The impression was that we were sending out the SWAT team to respond to every case of aggravated brake light malfunction. My only complaint is that I think traffic enforcement is a lot more effective when the cop on the road is very visible and unmistakable. Seeing a good old-fashioned black and white police car with a big red light bar on the roof tends to slow everybody down for miles in each direction. A well-camouflaged car hidden behind a tree is probably more effective at catching and ticketing one speeder. So it kind of boils down to whether the goal is deterrence (safety) or enforcement (revenue).
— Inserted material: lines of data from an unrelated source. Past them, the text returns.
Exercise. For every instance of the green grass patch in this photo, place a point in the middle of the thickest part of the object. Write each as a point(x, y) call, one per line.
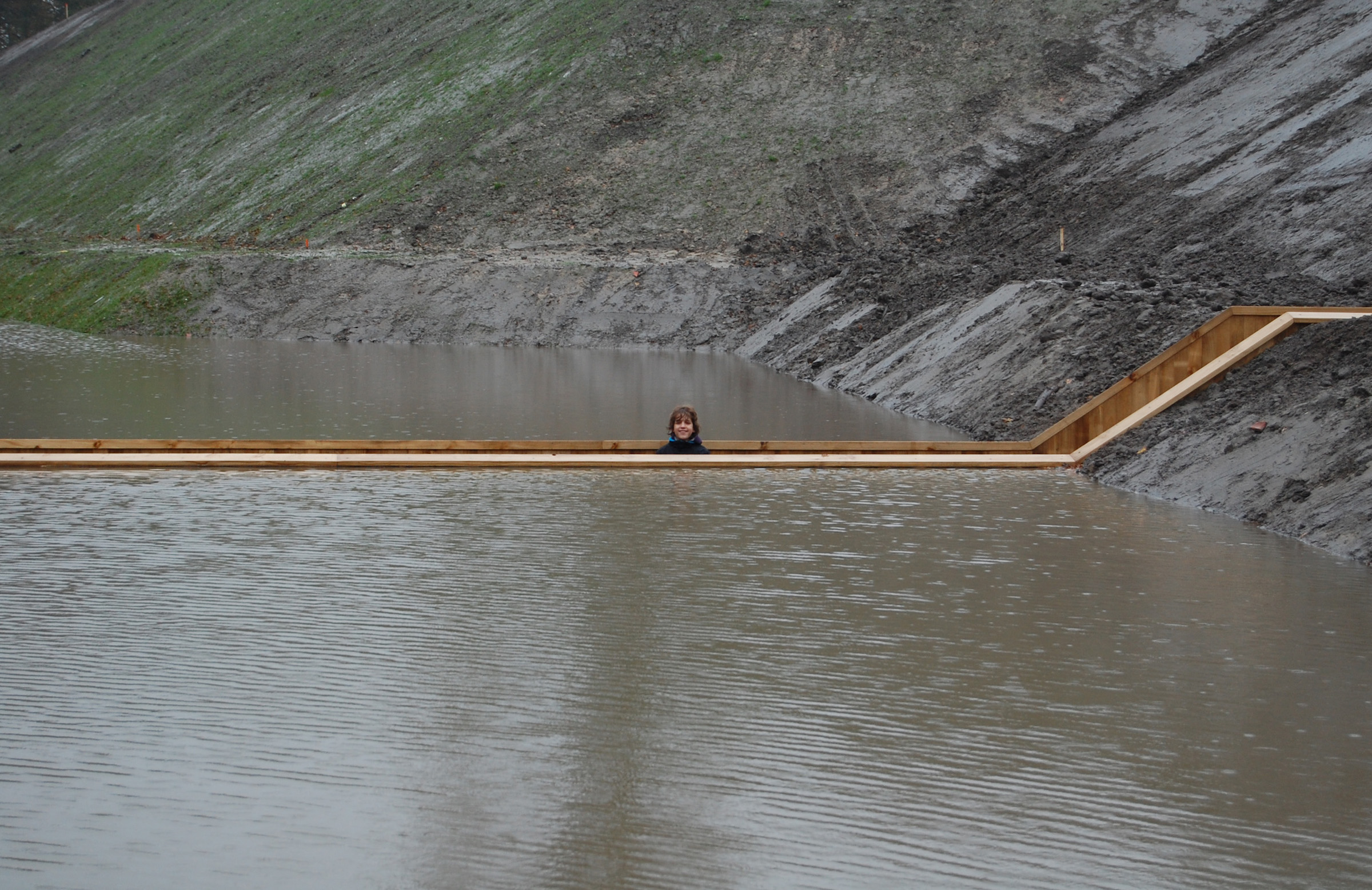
point(97, 291)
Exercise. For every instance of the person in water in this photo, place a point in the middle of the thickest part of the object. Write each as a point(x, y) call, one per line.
point(684, 432)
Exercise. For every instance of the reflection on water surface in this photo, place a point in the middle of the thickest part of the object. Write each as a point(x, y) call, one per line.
point(670, 679)
point(59, 384)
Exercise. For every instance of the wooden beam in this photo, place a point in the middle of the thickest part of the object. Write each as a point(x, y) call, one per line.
point(249, 460)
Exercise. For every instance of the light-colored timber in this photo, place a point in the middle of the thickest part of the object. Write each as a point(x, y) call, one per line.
point(1229, 341)
point(532, 460)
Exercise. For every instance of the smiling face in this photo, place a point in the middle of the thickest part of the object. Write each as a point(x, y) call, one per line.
point(684, 424)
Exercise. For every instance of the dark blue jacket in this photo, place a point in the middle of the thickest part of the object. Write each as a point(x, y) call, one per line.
point(677, 446)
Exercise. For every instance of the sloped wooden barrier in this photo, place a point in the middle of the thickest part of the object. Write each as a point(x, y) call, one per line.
point(1229, 341)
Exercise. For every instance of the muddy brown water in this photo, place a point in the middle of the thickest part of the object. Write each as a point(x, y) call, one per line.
point(670, 679)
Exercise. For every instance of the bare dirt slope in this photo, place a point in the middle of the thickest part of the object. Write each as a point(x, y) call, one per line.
point(1308, 472)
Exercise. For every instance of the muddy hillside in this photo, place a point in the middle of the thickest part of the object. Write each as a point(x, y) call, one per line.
point(976, 211)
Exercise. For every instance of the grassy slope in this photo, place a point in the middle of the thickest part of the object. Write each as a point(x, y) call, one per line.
point(97, 290)
point(258, 119)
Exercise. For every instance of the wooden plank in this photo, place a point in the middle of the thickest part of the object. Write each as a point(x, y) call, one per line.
point(1229, 341)
point(490, 446)
point(179, 460)
point(1195, 382)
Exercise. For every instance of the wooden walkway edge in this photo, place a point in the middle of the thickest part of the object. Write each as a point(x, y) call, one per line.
point(1229, 341)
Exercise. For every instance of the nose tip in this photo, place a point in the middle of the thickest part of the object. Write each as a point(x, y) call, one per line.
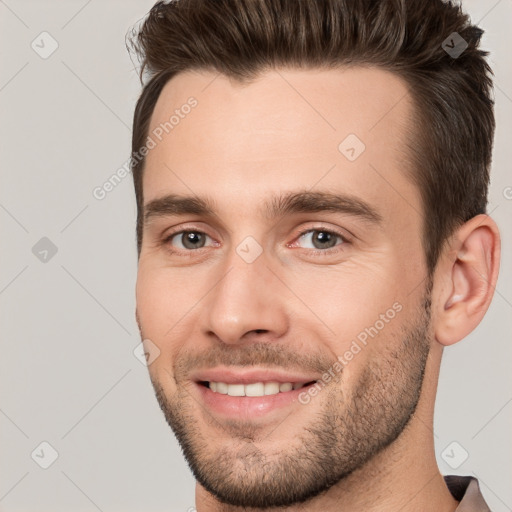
point(244, 304)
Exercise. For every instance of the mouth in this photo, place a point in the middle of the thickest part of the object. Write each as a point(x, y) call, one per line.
point(249, 395)
point(254, 389)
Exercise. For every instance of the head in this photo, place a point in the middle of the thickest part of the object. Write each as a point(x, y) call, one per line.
point(311, 182)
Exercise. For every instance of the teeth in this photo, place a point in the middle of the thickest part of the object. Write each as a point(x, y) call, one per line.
point(253, 389)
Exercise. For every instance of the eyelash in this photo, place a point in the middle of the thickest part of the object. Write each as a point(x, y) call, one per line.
point(318, 252)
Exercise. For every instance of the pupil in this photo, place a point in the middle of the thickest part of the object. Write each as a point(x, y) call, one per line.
point(191, 240)
point(325, 239)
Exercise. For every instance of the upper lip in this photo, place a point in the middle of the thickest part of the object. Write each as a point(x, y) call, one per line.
point(232, 376)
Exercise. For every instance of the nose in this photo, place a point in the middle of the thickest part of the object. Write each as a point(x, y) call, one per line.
point(248, 298)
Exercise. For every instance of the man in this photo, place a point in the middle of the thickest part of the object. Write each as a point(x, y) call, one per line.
point(311, 181)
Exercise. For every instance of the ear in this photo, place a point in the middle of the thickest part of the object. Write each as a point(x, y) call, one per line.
point(468, 272)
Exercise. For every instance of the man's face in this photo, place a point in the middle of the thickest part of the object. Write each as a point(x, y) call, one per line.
point(269, 289)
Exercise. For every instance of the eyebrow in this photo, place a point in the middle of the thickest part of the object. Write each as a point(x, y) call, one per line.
point(277, 206)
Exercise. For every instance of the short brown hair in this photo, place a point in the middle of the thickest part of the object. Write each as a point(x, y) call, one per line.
point(452, 144)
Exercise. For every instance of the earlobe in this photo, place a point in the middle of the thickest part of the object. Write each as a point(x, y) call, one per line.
point(471, 279)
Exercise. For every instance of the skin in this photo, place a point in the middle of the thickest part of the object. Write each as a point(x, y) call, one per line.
point(240, 146)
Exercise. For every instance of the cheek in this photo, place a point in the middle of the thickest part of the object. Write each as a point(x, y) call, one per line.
point(161, 302)
point(356, 309)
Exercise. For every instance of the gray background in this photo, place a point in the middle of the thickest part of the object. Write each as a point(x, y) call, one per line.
point(68, 373)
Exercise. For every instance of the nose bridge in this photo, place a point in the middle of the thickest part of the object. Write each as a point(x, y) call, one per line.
point(246, 297)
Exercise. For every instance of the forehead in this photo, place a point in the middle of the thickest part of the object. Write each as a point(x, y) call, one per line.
point(342, 130)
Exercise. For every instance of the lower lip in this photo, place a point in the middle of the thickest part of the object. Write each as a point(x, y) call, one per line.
point(247, 407)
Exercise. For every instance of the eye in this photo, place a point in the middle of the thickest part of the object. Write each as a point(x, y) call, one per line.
point(322, 239)
point(187, 240)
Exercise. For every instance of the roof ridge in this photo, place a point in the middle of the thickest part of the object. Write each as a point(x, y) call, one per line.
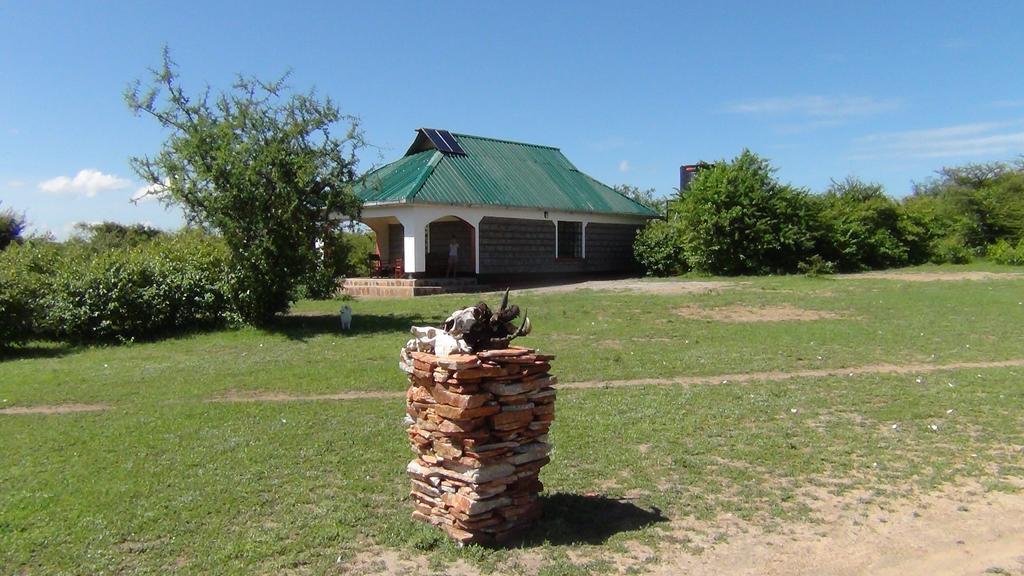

A number of color schemes were tossed out in the conversation, from canary yellow to pink. Some members of the audience said the objection to black SUV was that they were always covered with road salt and looked dirty, making them harder to re-sell. It was a strange conversation. Nobody asked about the Sheriff’s navy — including a submarine — parked in a warehouse in Kamas, or what level of drug enforcement on I-80 is the County’s responsibility. The Sheriff does more than traffic enforcement.
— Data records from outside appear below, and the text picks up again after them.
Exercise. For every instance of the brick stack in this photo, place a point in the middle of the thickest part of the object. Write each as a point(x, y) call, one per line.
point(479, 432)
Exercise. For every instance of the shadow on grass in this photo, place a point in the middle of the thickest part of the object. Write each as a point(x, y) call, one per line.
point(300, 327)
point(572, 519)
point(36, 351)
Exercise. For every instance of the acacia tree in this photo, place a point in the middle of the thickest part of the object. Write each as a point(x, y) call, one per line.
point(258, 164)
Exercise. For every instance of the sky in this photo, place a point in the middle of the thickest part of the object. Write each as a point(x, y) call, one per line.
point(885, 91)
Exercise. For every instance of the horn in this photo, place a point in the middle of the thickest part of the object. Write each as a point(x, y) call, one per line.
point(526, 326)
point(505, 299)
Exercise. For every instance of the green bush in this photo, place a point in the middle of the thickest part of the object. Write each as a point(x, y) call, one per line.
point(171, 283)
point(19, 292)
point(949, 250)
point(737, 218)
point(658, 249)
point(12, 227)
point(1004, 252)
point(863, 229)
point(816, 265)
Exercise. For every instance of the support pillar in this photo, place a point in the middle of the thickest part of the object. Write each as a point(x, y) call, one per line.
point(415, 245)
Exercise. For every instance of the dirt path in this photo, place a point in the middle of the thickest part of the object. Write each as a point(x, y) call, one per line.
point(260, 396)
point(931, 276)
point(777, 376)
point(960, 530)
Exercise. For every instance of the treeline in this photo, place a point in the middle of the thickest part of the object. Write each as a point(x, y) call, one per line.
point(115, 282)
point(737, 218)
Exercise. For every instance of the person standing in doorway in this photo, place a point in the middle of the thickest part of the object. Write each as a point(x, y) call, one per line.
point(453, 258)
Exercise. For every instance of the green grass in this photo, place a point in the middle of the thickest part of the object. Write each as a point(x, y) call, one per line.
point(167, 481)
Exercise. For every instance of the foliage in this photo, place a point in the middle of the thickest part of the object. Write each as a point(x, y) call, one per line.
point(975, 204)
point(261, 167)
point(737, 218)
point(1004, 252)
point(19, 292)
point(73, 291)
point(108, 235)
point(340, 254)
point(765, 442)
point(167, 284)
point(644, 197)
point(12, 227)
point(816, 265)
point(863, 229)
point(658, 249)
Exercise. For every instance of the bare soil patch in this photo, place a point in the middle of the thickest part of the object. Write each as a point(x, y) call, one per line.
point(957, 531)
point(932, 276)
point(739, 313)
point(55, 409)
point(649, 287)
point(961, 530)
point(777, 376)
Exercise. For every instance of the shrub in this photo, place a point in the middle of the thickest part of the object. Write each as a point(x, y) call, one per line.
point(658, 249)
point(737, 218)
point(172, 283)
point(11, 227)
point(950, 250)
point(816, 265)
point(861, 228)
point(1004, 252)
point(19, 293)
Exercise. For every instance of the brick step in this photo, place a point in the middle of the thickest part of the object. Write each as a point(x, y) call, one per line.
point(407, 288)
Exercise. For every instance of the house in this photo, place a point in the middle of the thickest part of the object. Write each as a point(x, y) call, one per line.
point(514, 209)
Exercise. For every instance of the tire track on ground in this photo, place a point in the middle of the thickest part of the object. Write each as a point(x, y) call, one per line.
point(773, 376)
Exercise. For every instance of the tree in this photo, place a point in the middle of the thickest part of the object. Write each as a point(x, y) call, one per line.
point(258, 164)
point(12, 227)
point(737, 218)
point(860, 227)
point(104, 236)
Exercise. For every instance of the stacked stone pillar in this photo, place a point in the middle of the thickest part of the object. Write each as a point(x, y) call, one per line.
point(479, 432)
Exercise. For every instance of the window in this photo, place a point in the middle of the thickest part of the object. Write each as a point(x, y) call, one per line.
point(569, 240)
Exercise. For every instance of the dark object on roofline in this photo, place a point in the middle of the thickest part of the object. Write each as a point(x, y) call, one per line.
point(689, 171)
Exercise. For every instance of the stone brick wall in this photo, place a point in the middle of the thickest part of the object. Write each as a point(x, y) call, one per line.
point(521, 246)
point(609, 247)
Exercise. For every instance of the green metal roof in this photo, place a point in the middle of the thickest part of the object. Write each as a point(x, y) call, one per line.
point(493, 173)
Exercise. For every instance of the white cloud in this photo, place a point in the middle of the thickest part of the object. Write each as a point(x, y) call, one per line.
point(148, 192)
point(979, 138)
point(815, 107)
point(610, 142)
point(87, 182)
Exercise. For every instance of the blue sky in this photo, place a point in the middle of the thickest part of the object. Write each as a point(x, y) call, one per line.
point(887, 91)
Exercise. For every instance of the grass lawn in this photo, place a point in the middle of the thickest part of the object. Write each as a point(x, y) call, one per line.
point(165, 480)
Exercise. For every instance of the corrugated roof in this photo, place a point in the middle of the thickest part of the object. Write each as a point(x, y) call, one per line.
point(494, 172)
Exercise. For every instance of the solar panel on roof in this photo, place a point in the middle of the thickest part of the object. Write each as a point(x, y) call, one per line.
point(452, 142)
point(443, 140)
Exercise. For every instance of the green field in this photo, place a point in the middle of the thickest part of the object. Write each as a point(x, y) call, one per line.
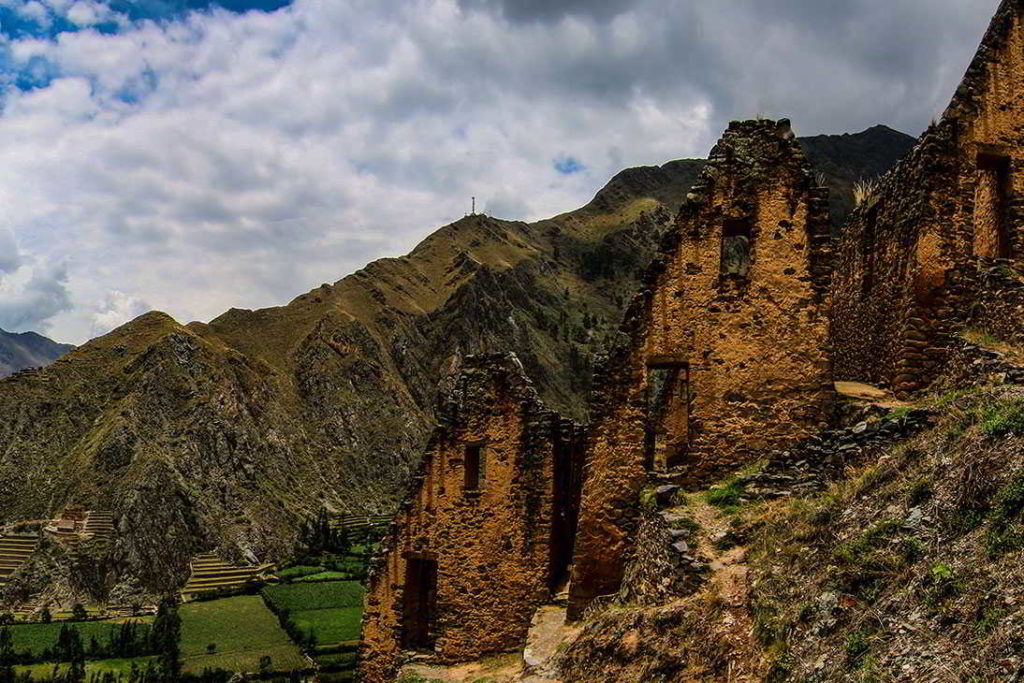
point(243, 629)
point(38, 637)
point(301, 596)
point(337, 625)
point(323, 575)
point(299, 570)
point(45, 671)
The color scheme isn’t the issue. It became the symbol of a different kind of discussion that we don’t want to have around here. If Andy Griffith is a 1, and Clint Eastwood is a 10, where on that scale would these candidates place themselves? We all would prefer the Andy Griffith style of law enforcement, where Andy would sit down at the coffee shop with a troubled member of the community, and the miscreant’s behavior would be fully reformed over a nice slice of pie. And all is well in Mayberry.
Under the Clint Eastwood model, an improper lane change results in "up against the wall," cuffs and drug-sniffing dogs. And everybody is still scared as hell on the South Side of Chicago.
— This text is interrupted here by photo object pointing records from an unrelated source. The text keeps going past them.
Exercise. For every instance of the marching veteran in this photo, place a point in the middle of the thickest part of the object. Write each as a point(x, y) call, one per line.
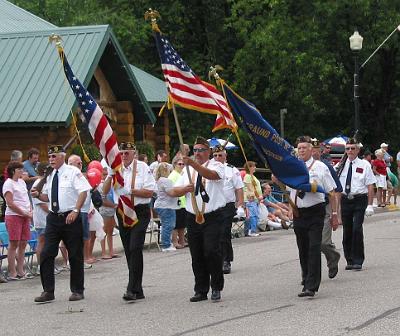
point(204, 225)
point(139, 185)
point(233, 191)
point(308, 217)
point(66, 191)
point(357, 180)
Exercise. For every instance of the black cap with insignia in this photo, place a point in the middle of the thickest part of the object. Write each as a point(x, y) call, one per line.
point(127, 146)
point(55, 149)
point(218, 148)
point(202, 141)
point(315, 142)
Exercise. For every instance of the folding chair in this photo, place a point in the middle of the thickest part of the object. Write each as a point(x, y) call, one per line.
point(154, 228)
point(31, 250)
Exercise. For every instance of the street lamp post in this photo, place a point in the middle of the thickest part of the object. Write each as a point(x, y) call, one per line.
point(356, 45)
point(282, 115)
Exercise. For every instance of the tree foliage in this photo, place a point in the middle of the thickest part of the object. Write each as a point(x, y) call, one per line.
point(290, 54)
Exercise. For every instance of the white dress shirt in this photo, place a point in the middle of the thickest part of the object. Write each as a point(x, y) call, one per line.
point(71, 183)
point(319, 173)
point(214, 188)
point(232, 181)
point(362, 176)
point(144, 180)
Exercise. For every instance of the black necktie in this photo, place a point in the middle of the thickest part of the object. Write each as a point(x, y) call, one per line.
point(200, 187)
point(54, 193)
point(348, 178)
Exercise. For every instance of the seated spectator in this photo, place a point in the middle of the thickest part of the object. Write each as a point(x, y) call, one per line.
point(275, 208)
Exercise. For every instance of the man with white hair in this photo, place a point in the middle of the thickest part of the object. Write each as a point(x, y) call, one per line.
point(66, 191)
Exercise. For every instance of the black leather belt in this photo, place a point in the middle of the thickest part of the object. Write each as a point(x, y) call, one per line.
point(61, 214)
point(351, 197)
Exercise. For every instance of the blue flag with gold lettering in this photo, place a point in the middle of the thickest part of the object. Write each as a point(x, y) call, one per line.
point(275, 151)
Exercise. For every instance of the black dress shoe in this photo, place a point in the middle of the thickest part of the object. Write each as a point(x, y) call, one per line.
point(333, 272)
point(140, 296)
point(76, 297)
point(215, 295)
point(129, 296)
point(44, 297)
point(306, 292)
point(226, 268)
point(198, 297)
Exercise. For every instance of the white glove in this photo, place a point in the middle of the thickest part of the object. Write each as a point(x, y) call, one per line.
point(240, 212)
point(369, 211)
point(110, 171)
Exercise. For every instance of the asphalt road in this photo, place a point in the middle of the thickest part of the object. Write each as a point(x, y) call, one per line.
point(260, 296)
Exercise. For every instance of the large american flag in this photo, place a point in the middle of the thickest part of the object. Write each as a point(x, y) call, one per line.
point(187, 89)
point(103, 136)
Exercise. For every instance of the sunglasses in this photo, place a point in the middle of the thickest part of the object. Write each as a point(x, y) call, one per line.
point(200, 150)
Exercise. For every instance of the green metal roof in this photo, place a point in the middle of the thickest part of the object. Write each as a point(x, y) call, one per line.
point(33, 88)
point(153, 88)
point(15, 19)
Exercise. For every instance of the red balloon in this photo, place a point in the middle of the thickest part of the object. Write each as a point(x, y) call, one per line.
point(94, 177)
point(95, 164)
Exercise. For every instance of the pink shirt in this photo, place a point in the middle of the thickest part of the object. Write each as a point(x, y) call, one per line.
point(20, 195)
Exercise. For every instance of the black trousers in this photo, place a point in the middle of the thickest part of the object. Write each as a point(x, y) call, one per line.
point(205, 249)
point(353, 237)
point(226, 236)
point(133, 241)
point(308, 229)
point(72, 236)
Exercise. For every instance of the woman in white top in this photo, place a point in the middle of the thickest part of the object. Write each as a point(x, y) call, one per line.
point(18, 217)
point(165, 205)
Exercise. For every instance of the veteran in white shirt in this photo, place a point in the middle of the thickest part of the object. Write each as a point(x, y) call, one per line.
point(357, 180)
point(204, 235)
point(308, 217)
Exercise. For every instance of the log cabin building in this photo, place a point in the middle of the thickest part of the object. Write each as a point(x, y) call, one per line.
point(38, 108)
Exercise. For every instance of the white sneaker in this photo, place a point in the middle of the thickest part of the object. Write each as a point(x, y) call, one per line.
point(171, 248)
point(254, 234)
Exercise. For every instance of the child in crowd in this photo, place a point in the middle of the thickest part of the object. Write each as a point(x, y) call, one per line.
point(252, 213)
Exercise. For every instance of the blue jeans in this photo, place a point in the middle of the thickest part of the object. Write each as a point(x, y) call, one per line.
point(253, 220)
point(168, 219)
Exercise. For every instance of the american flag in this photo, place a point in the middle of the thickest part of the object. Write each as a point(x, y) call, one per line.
point(102, 134)
point(187, 89)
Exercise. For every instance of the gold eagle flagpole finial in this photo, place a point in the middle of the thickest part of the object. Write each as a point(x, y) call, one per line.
point(213, 72)
point(153, 15)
So while I think the majority of Summit County residents would much prefer to have Andy Griffith as Sheriff, that’s largely based on the quaint notion that we are living in Mayberry. Even out in the hinterlands where I live, where the most frequent law enforcement issue is escaped livestock running amok, the world is a lot more complicated than Mayberry. I suspect that even Mayberry was more complicated than Mayberry.
Snyderville has become a mid-sized city by Utah standards, and for reasons I can’t understand, the County seems determined to keep approving more sprawl. It remains to be seen what the Vail take-over does, but it’s safe to assume that visitor numbers won’t be shrinking. We’re a long way from Chicago, but we quit being Mayberry a long time ago.
Deciding on the model and color scheme for new Sheriff’s Department vehicles will be a difficult and delicate decision. For most of us, that’s the only contact we have with the department — the image they project when we see them on the road. There’s one thing we can all agree on. If we get pulled over, we expect the cop to be driving a tasteful, stylish, well-appointed, vehicle. Nobody in Summit County should have to bear the indignity of being ticketed by a cop driving an Impala.
Tom Clyde practiced law in Park City for many years. He lives on a working ranch in Woodland and has been writing this column since 1986.